Repowering the UK’s ageing wind fleet

This article was first published in Clean Energy Pipeline on 30 May 2019

Dozens of UK onshore wind farms are over 20 years old and many more are either at, or approaching, the end of their design lifecycle.

Post-2030, half of all UK wind farms and nearly as many solar PV parks will be over 20 years old. 

Not only will the wind turbines, solar panels and their associated equipment have reached the end of their design life after 20 years, but the projects' leases, planning permission and other contractual arrangements will in most cases have been structured around the original lifecycle of the projects.

The resulting effect is that that obligations relating to decommissioning and remediation will undoubtedly arise in the coming years for today’s renewable energy project owners.  

End of life options

The owners of aging wind farms and solar parks have a number of end of life options, some of which will not have been at the forefront of the original developer's thinking when the leases, planning permission, grid connections, off-take agreements, construction and maintenance contracts (Project Documents) and funding terms were being negotiated and agreed. 

The default position will be to dismantle the installation, remediate the site and to restore it to its former use. That scenario is likely to have been what the authors of the aforementioned suite of contracts will have been anticipating when they were doing their best to ensure that everything had been thought of and that their drafting reflected their clients' wishes. 

However, as these early projects reach the end of their design life their current owners may wish to extract some additional value from them either by: i) allowing them to continue running for as long as the equipment lasts; ii) extending the life of the installation by fitting new key components into the existing equipment; or iii) dismantling and replacing the old equipment. 

As far as the Project Documents are concerned, many of the same considerations will arise regardless of whether a project owner opts for an extension of life, repowering, or developing a new project. However, there are some practical advantages to extending a project's life or repowering it when compared to developing a project at a new site. 

The wind or solar resources at the site of an existing project will be well known compared to a new site, which will provide added certainty in relation to forecast power generation. 

The grid connection will be in place (although it may not be sufficient if the repowered project has higher level of output) and the original environmental assessments for the project may provide the basis for faster assessment of the extended or repowered project.  Also, there is less likely to be resistance from the nearby community to an existing wind farm or solar park continuing to operate than there would be to a new project being built. However, if the local community does not support the repowering of a site the owner's application for planning permission to do so may be rejected. 

Project owners will reach their own conclusions in relation to the cost-benefit analysis of these alternatives and they may take a more holistic reassessment of a site's potential as part of this exercise and consider the addition of alternative equipment, such as battery storage, into the next phase of the project's life.

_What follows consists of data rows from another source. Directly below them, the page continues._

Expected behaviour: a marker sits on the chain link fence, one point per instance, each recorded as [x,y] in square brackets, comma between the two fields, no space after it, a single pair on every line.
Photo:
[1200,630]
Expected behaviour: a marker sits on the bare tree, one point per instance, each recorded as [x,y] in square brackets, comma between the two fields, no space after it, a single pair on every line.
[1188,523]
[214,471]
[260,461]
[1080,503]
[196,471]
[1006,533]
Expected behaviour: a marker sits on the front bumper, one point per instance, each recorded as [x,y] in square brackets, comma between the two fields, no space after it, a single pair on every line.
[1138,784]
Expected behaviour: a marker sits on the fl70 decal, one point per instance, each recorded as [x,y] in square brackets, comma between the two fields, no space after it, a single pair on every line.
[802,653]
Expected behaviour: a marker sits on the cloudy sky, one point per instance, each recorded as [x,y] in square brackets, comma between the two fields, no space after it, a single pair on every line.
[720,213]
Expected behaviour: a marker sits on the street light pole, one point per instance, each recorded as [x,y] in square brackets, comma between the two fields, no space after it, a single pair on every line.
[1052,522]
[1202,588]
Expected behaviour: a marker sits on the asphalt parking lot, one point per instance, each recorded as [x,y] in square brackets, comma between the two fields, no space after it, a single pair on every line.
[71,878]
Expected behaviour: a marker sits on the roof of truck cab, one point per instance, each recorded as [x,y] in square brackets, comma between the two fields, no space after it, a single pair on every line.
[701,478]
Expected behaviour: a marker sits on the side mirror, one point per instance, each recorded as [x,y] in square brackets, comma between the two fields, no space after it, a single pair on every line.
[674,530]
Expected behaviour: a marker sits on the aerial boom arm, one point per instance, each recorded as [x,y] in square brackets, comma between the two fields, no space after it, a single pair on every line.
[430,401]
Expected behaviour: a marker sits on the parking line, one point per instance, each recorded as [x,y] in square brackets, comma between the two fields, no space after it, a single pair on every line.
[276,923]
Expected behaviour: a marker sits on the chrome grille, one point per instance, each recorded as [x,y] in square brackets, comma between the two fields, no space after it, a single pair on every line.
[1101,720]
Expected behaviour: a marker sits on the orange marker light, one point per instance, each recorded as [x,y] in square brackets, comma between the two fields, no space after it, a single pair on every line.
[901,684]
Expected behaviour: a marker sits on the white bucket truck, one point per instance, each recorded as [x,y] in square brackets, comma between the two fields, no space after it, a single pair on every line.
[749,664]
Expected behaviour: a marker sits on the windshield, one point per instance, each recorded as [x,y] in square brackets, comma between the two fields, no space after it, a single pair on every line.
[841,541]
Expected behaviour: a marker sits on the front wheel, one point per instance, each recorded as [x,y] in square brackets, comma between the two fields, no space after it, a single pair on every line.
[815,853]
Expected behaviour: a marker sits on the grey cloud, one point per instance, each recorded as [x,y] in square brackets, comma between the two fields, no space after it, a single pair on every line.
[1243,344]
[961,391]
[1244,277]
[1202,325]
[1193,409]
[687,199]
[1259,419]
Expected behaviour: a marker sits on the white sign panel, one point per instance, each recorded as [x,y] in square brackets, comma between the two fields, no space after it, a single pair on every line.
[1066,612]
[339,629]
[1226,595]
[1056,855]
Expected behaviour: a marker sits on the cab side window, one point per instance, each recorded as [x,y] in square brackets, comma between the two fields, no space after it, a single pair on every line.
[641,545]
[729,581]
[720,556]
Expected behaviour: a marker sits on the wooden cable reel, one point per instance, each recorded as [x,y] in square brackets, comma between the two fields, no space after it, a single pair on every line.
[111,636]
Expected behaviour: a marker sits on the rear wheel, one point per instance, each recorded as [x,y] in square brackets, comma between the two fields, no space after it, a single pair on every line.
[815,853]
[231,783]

In most cases the leases for a wind farm or solar park do not contain provisions for the extension of a project's life beyond the term that was originally agreed when they were entered into. As such, the project's owner (in its capacity as the tenant's representative) will need to engage with the landlord (whom they may not have dealt with before if ownership of the superior title has changed), the landlord's mortgagee(s) and its own funders who will have security over the leases.

Planning permission

As noted above, the owner will need to apply for planning permission in order to repower a wind farm or solar park. This is because, unlike most planning permissions in England and Wales, planning permission for a wind farm or solar park includes a standard condition that means it expires after a fixed time period. Thereafter the project's infrastructure must be decommissioned and removed from the site. An owner who only seeks to extend the life of a project (with no change to the equipment on site) may be able to do so by postponing the expiry of planning permission through a variation to the conditions which govern expiry. If the owner fails to obtain such a variation then new planning permission will be required and he or she may face the same arguments from the local planning authority, and other interested parties, as the original developer faced when they first sought planning permission for the project.

For some projects, such as a wind farm built on a very windy site, it may be possible that the economics of repowering, on an initial assessment, are such that it would be worthwhile to replace the existing wind turbines with more powerful new models substantially before the end of their 20 year design life. In such cases there will be additional considerations to those mentioned above if: i) the project benefits from support under the renewables obligation support scheme or feed-in tariff regime; ii) the owner has signed up to a long-term off-take agreement or operation and maintenance agreement; and/or iii) there is project finance in place.

Any modification to the equipment on a site which has been accredited for a subsidy is likely to require modification to such accreditation as a minimum. Likewise, if long-term contracts are in place and require to be terminated before the end of their agreed term then compensation may be payable to the counterparties. 

In the case of operating projects with outstanding debt, careful consideration of prepayment costs should be factored into the analysis when considering repowering prior to the repayment of any loans.

Many operating wind farms and solar parks will, in due course, benefit from life extension or repowering. However, the difference between success and failure could come down to starting the process of assessing what changes are required to the Project Documents early enough to ensure that the owner does not run out of time in getting replacements agreed before the existing contracts expire and the decommissioning obligations contained in the project's planning permission come into force.